Re: [arch-devops] [arch-dev-public] Uploading old packages on archive.org (Was: Archive cleanup)
Hi Baptiste, On Thu, Jun 14, 2018 at 10:28:17AM +0200, Florian Pritz via arch-dev-public <arch-dev-public@archlinux.org> wrote:
On 10.06.2018 01:35, Baptiste Jonglez wrote:
Archival of all packages between September 2013 and December 2016 is finished:
https://archive.org/details/archlinuxarchive
Here is some documentation on this "Historical Archive" hosted on archive.org:
https://wiki.archlinux.org/index.php/Arch_Linux_Archive#Historical_Archive
So the archive is still growing and we'll need to clean it up again soonish. Where do you have the archive.org uploader and is it in a state where we (devops team) can also easily use it? If not, could you help us getting it to that point? We also have an archive cleanup script here[1]. Maybe the uploader can be integrated there? I don't know how complicated it is. [1] https://github.com/archlinux/archivetools/blob/master/archive-cleaner Florian
Hi, On 23-01-19, Florian Pritz wrote:
Hi Baptiste,
On Thu, Jun 14, 2018 at 10:28:17AM +0200, Florian Pritz via arch-dev-public <arch-dev-public@archlinux.org> wrote:
On 10.06.2018 01:35, Baptiste Jonglez wrote:
Archival of all packages between September 2013 and December 2016 is finished:
https://archive.org/details/archlinuxarchive
Here is some documentation on this "Historical Archive" hosted on archive.org:
https://wiki.archlinux.org/index.php/Arch_Linux_Archive#Historical_Archive
So the archive is still growing and we'll need to clean it up again soonish. Where do you have the archive.org uploader and is it in a state where we (devops team) can also easily use it? If not, could you help us getting it to that point?
I have just pushed the script I wrote last time: https://github.com/zorun/arch-historical-archive It's a bit hackish and requires some manual work to correctly upload all packages for a given year, because archive.org rate-limits quite aggressively when they are overloaded.

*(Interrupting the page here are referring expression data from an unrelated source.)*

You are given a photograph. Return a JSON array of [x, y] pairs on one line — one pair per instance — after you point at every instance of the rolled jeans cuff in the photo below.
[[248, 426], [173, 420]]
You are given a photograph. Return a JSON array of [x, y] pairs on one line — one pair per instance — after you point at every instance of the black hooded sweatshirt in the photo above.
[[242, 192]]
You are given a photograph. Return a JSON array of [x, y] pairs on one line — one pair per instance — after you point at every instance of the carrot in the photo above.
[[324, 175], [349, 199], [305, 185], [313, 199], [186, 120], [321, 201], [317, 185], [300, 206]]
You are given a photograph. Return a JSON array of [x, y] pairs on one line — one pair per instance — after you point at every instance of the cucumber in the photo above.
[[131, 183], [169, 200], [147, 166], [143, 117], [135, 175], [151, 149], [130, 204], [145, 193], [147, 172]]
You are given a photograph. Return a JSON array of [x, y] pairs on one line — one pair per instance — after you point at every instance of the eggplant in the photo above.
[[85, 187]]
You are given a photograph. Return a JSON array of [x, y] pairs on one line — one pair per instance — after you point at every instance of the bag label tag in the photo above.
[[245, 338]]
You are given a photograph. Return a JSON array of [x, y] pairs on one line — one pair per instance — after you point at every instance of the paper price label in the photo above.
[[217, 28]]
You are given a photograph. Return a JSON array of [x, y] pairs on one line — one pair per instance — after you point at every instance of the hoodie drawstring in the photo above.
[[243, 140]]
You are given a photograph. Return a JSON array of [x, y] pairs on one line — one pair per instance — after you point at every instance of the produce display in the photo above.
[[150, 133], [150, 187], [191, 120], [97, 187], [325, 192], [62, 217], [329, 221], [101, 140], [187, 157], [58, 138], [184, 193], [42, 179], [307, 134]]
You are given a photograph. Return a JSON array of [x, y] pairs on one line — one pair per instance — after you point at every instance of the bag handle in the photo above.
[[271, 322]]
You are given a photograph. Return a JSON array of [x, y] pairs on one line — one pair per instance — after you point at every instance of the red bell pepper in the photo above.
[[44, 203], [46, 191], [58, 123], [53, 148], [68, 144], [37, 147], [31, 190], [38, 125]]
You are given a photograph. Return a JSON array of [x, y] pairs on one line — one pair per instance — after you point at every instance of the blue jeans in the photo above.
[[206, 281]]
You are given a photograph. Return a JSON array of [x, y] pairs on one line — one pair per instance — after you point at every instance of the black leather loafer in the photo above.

We also have an archive cleanup script here[1]. Maybe the uploader can be integrated there? I don't know how complicated it is.
[1] https://github.com/archlinux/archivetools/blob/master/archive-cleaner
What about uploading to archive.org as soon as we archive packages on orion? https://github.com/archlinux/archivetools/blob/master/archive.sh It would avoid hammering the archive.org server, because we would only send one package at a time. In any case, we need a retry mechanism to cope with the case where the upload fails. Baptiste
On Thu, Jan 24, 2019 at 09:27:23AM +0100, Baptiste Jonglez <baptiste@bitsofnetworks.org> wrote:
I have just pushed the script I wrote last time:
https://github.com/zorun/arch-historical-archive
It's a bit hackish and requires some manual work to correctly upload all packages for a given year, because archive.org rate-limits quite aggressively when they are overloaded.
Thanks!
We also have an archive cleanup script here[1]. Maybe the uploader can be integrated there? I don't know how complicated it is.
[1] https://github.com/archlinux/archivetools/blob/master/archive-cleaner
What about uploading to archive.org as soon as we archive packages on orion?
https://github.com/archlinux/archivetools/blob/master/archive.sh
While we still use this archive.sh script, dbscripts has recently also be extended to populate the archive continuously. So uploading could be integrated there with a queue file and a background job that performs the upload. Alternatively the uploader could be kept standalone and just adapted to run more often and to maintain its own database/list to know which packages have already been successfully uploaded and which haven't. I'll call this "state database". Then we could run it every hour or so via a systemd timer and it could upload all new and all failed packages. One thing I'd want to have in this context is that the uploader should exit with an error to let the systemd service fail if a package fails to upload multiple times. I think I'd actually prefer this to be standalone for simplicity.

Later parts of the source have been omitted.